Harmful sexual behaviour in young people aged 15-17 years might include:
- masturbating so much that it interferes with other activities, masturbating in ways that injure their genitals, or masturbating in public
- sharing or threatening to share sexual images without consent
- taking sexual images or videos of others without consent
- watching pornography so often that it interferes with daily functioning, or watching violent, aggressive or illegal sexual content
- using sexual language to intimidate, frighten or humiliate others
- engaging in sexual behaviour that puts their safety at risk – for example, having sex when affected by alcohol or other drugs
- engaging in sexual activity that involves clear power differences – for example, exchanging sex for popularity, safety, money or goods
- engaging in dangerous or life-threatening sexual behaviour, like strangulation.
Why does harmful behaviour happen at 15-17 years?
Teenagers aged 15-17 years might behave in sexually harmful ways for many reasons. For example, it might happen because they’re:
- being coerced
- experiencing trauma, violence or other forms of abuse, including child sexual abuse
- repeating things they’ve seen in pornography or adult sexual activity without understanding the effects on others.
Some neurodivergent teenagers or those who have learning difficulties and disorders or difficulties with impulse control, social skills or rules can also be more vulnerable to engaging in harmful sexual behaviour.

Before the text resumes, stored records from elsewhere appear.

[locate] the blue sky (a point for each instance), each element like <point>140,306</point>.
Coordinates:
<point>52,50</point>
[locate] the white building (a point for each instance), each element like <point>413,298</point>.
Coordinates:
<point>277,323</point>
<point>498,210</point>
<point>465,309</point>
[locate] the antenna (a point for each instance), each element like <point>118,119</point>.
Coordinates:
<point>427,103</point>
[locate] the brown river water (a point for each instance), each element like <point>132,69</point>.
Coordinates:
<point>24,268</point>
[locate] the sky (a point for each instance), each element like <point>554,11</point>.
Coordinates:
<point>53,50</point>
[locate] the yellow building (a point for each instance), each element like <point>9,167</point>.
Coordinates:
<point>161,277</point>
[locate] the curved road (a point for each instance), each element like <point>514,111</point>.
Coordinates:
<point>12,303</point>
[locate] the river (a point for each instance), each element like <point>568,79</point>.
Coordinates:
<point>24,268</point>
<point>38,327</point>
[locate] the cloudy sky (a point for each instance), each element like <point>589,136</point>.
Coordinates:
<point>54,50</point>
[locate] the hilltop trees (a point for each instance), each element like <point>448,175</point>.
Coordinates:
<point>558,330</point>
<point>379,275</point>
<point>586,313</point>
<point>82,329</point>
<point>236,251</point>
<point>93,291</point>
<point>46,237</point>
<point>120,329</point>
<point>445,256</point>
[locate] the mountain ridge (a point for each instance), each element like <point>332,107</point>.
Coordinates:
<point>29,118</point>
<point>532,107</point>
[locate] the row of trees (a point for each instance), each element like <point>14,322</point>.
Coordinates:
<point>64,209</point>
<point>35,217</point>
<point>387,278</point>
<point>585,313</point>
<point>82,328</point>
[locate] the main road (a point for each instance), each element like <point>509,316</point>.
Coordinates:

At this age, some sexual behaviour can have legal consequences. This includes behaviour that is coercive, non-consensual or involves a younger child, or that includes sharing sexual images without consent.
Where parents can get help for harmful behaviour in young people aged 15-17 years
If you’ve noticed your child engaging in harmful sexual behaviour or you’re worried that they are, seek support and professional help.
A GP is a good place to start. The GP can refer you to an experienced health professional who can help you understand what’s happening and how you can help your child.